A collection of my poems, written mainly since 2005, was published on 1 October from Dempsey & Windle. It is titled, after my poem about the Russian invasion of Ukraine, The Thermobaric Playground.
The cover image is copyright Tessa Traeger – a Song Thrush egg from the series inspired by the Victorian birds’ egg collection she inherited. Fiona Benson, Mark Cocker and Michael Morpurgo have written most generous texts for the back cover. The book is 120 pages long and is in four sections – Habitat, The Headlined World, For the Birds and Presences. It has been wonderful working with Janice Dempsey. There will be a number of readings promoting the book this autumn and in the New Year, including one via Zoom on 10 October. You can access a recording, read more about the book and also order it via my page on the Dempsey & Windle website.
My poem ‘Meeting Mr Lowry’ (in the book) will appear in issue 290 of PN Review. ‘W81’ will appear in a special ‘Museum pieces’ issue of Riptide magazine edited by Rob Magnuson Smith and Andy Brown.
I will be reading with my good friend Frances Corkey Thompson at Exeter University at 5.30pm on Tuesday 16 May in the Queen’s Building.
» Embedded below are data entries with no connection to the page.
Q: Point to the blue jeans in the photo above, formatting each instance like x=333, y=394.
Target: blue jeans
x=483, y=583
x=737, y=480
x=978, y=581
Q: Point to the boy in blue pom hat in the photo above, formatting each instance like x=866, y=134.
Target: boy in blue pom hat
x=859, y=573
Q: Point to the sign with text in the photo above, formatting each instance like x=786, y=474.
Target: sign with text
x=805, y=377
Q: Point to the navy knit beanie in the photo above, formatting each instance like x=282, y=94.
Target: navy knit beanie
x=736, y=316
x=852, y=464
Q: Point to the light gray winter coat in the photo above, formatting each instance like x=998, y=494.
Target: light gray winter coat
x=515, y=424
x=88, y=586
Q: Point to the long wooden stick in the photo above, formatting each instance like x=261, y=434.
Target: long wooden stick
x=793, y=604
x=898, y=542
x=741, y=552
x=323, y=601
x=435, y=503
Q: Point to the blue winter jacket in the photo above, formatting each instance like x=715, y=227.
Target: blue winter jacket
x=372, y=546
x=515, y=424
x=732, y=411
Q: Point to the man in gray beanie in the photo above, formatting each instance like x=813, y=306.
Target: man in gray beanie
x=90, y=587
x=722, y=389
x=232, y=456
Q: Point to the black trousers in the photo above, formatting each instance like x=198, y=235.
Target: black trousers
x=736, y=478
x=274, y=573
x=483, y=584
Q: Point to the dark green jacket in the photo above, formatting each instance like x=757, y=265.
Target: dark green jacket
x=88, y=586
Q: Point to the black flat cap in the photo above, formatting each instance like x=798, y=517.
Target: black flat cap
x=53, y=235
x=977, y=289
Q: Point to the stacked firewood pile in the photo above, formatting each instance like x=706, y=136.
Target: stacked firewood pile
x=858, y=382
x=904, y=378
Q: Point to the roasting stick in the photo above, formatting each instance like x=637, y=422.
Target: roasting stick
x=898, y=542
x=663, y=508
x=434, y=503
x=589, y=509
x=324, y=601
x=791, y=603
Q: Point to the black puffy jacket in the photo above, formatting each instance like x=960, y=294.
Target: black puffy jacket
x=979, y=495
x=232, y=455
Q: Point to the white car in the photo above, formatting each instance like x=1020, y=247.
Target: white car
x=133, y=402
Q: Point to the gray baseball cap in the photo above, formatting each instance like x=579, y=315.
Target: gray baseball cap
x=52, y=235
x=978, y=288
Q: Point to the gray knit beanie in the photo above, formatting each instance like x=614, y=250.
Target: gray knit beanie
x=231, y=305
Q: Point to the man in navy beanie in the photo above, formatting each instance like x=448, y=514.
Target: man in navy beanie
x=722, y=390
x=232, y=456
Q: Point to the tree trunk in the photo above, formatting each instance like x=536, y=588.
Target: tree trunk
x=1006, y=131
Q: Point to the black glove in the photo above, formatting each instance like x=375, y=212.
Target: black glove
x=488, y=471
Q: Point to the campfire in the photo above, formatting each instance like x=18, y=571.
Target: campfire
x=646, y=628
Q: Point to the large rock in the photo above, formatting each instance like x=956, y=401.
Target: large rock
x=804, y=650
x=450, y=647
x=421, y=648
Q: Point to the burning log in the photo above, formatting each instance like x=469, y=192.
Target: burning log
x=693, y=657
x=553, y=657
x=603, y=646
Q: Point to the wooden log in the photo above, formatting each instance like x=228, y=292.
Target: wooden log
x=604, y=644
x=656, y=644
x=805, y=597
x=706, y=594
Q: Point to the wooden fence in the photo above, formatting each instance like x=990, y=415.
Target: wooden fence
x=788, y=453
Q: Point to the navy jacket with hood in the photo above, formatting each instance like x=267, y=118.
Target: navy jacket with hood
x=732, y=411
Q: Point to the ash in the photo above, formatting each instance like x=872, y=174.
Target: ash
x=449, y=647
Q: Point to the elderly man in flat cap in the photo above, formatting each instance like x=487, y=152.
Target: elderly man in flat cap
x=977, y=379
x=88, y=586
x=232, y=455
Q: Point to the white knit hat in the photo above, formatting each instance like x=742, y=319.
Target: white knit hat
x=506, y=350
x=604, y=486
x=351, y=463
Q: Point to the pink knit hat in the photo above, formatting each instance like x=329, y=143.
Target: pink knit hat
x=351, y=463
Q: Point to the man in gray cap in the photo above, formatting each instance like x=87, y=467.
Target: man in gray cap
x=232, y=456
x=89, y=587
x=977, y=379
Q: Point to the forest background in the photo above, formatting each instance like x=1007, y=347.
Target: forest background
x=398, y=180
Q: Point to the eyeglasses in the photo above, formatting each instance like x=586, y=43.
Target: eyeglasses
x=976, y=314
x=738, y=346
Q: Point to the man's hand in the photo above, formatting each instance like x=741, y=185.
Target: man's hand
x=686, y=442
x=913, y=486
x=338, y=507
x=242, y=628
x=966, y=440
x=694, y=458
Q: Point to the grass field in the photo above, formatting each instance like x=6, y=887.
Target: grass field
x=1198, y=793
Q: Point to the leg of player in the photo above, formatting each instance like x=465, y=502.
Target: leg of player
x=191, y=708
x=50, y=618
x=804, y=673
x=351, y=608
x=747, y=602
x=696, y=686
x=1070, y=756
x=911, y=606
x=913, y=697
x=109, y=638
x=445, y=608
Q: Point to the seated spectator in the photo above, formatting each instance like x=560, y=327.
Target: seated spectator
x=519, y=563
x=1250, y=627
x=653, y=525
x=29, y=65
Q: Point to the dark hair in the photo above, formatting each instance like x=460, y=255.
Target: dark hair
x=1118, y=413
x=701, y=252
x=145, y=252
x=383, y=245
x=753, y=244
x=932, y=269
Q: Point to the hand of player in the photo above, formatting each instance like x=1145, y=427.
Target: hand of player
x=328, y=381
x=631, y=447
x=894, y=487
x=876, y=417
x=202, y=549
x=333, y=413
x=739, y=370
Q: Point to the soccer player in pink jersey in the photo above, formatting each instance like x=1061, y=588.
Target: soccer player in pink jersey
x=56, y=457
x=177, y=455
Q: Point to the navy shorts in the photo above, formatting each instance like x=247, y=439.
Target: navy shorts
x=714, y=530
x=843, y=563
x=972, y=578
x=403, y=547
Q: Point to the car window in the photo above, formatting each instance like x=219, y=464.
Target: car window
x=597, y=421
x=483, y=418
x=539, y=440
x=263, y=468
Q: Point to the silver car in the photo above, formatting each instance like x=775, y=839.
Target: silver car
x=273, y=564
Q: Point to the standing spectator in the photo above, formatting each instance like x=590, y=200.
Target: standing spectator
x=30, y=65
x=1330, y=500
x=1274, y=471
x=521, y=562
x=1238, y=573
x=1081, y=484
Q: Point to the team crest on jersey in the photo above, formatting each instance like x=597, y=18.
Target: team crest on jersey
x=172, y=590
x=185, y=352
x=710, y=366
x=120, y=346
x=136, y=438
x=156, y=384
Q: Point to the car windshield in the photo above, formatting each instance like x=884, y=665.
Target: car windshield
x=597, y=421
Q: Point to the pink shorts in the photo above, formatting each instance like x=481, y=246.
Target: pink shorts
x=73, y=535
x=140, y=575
Brief bio: Mark Haworth-Booth studied English Literature at Cambridge University and Art History at Edinburgh University. He served as a curator at the Victoria and Albert Museum (V&A) from 1970-2004 and, as senior curator of photographs, helped to build up its great collection of photography. He is now an Honorary Research Fellow at the V&A and a Senior Fellow of the Royal College of Art. He has curated many exhibitions and acted as a consultant on the BBC’s award- winning television series The Genius of Photography (2007 and aired occasionally thereafter). He curated, with Jeu de Paume, Paris and the National Portrait Gallery in London, a centenary retrospective of the pioneering photographer Camille Silvy (1834-1910), shown at the National Portrait Gallery in 2010. Mark researched the Silvy exhibition catalogue at the J. Paul Getty Museum as a Museum Scholar in 2008. Published in UK, French and US editions, this was the third of Mark’s books to be highly commended in photographic book awards.
Mark served as the first Visiting Professor of Photography at the University of the Arts London, 2002-09. In 2005 he was appointed OBE for services to museums. He became an Honorary Doctor of Arts of the University of the Arts London in 2012. He completed a creative writing MA (with Distinction) at Exeter University in 2015.
Mark and his wife Rosie moved to North Devon in autumn 2009 to write and garden. He retired from most photo history activity at the end of 2010. However, he contributed a V&A Blog on the late Chris Killip on 30 October 2020. He occasionally reviews for The Art Newspaper.